Therapeutic Hypothermia: NMBAs have been proposed as part of many treatment algorithms for patients undergoing therapeutic hypothermia post cardiac arrest.18 By controlling shivering, NMBAs may decrease total oxygen consumption. Although this has not been studied in critical care, these physiologic changes have been demonstrated in surgical patients undergoing hypothermia during cardiopulmonary bypass.19,20 In a retrospective study of 111 patients who underwent therapeutic hypothermia (18 with NMBA vs. 93 without), there was an improvement in hospital survival (P = .004) that remained significant after multivariate analysis of potential baseline confounders (95% CI, 1.56-33.38).21 A trend toward improvements in lactate clearance and functional outcomes was also noted in patients receiving continuous NMBA.

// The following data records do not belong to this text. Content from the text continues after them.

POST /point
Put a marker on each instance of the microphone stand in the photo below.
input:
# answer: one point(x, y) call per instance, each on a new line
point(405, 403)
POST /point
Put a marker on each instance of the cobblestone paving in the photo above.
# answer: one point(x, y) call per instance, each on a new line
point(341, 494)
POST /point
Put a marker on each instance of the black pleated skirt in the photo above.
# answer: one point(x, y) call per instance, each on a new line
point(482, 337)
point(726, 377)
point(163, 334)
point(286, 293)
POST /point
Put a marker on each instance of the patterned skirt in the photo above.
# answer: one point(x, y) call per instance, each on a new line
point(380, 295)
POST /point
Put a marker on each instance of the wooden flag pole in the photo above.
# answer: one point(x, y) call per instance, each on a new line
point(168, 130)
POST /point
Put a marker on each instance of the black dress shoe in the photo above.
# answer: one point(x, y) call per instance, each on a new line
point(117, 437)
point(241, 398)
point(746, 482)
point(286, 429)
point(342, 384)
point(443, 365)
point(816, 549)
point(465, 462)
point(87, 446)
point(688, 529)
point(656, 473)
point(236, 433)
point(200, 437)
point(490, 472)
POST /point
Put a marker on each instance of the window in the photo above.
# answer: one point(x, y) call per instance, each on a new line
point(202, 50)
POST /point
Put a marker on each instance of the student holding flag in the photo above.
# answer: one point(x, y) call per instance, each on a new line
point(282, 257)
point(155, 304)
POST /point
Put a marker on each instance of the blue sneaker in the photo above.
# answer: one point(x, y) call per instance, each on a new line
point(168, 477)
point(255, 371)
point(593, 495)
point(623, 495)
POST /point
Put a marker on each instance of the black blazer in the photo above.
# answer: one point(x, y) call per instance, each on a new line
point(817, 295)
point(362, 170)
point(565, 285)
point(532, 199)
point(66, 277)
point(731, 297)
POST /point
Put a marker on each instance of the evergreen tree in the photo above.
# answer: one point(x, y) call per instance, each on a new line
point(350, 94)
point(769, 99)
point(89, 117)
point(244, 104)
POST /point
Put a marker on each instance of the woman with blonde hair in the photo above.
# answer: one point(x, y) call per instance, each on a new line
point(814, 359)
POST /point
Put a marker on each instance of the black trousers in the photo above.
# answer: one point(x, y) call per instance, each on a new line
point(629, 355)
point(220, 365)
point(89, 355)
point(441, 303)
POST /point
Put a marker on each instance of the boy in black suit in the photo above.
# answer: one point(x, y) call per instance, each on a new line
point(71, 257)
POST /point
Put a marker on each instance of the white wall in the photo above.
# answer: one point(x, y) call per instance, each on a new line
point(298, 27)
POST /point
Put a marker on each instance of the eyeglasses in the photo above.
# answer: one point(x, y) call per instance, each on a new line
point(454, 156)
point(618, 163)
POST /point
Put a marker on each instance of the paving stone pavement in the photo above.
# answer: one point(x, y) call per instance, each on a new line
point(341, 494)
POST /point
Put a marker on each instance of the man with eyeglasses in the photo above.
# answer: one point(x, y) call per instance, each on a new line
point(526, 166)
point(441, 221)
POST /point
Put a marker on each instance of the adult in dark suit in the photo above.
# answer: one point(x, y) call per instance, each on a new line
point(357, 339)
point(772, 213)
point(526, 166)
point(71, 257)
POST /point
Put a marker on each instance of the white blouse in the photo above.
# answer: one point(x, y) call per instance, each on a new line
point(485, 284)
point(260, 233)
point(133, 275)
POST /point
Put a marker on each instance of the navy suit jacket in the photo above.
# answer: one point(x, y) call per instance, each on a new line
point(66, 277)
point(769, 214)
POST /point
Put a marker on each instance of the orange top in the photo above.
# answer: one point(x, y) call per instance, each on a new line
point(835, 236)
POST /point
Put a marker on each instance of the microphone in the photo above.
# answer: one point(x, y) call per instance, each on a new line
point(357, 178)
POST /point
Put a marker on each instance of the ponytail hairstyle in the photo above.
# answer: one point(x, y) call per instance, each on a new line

Another retrospective study addressed the selection of NMBAs in patients undergoing therapeutic hypothermia post cardiac arrest.22 Using a multivariate analysis, the researchers compared 201 patients receiving therapeutic hypothermia (29.9% with cisatracurium vs. 17.9% with vecuronium). Cisatracurium was the only independent positive predictor of survival with good neurologic outcome (P = .014). Owing to the retrospective nature and small sample size of this study, it is difficult to assess the overall power to detect any difference offered by vecuronium similar to what was observed with cisatracurium. It is possible that confounding variables may have a stronger influence than the selected neuroblockade agent on overall outcomes.22
Elevated Intracranial Pressure (ICP): ICP is routinely managed by deep sedation and analgesia, reducing oxygen consumption and cerebral metabolism while controlling pain, motion, and ventilator asynchrony.2 The addition of NMBAs is considered only when deep sedation is insufficient for controlling dangerous increases in ICP, often a result of coughing, suctioning, or shivering.2,12 Early NMBA use has been shown to lead to decreased mortality, but at the cost of increased morbidity. Hsiang and colleagues retrospectively reviewed data on a cohort of 514 patients from the Traumatic Coma Data Bank to evaluate the use of early extended NMBA use versus short-duration NMBA use. ICU stay was an average of 3 days longer, more patients developed pneumonia, and there was a trend toward increased risk of sepsis in extended-NMBA patients. Additionally, although there were more deaths in the non-NMBA group, the NMBA group had a greater incidence of vegetative or severely disabled survivors.23 Use of NMBAs in increased ICP leads to significant difficulties in monitoring neurologic function and seizure activity.24
Reversal Agents
Although uncommon in the ICU, reversal of NMBAs is an important part of the surgical management of patients receiving paralytics. Historically, this has occurred through the use of neostigmine postoperatively.4 Neostigmine is an acetylcholinesterase inhibitor (ACheI) that reduces the breakdown of acetylcholine in the motor endplate, causing an increase in the concentration of acetylcholine. Because nondepolarizing NMBAs are competitive antagonists of the nicotinic receptor, neostigmine increases the competitive pressure of acetylcholine at the site of drug action. Although neostigmine is effective at improving recovery times post NMBA administration, it can be unreliable because of its indirect mechanism of action.4,25 If NMBA concentrations are high enough, the antagonism cannot be overcome regardless of the anticholinesterase dose administered. Failure to fully reverse NMBAs postoperatively has been shown to increase the rates of residual weakness and dysphagia and the risk of aspiration.4,25 Additionally, neostigmine has its own side effects through its action on both the nicotinic and the muscarinic receptors. Whereas the nicotinic receptor is blocked via the NMBA, neostigmine’s effect on the muscarinic receptor results in increased bronchospasms, gastric motility, secretions, and bradycardia.25 To reduce these risks, an antimuscarinic agonist such as atropine or glycopyrrolate must be used with neostigmine to offset the increased muscarinic activation.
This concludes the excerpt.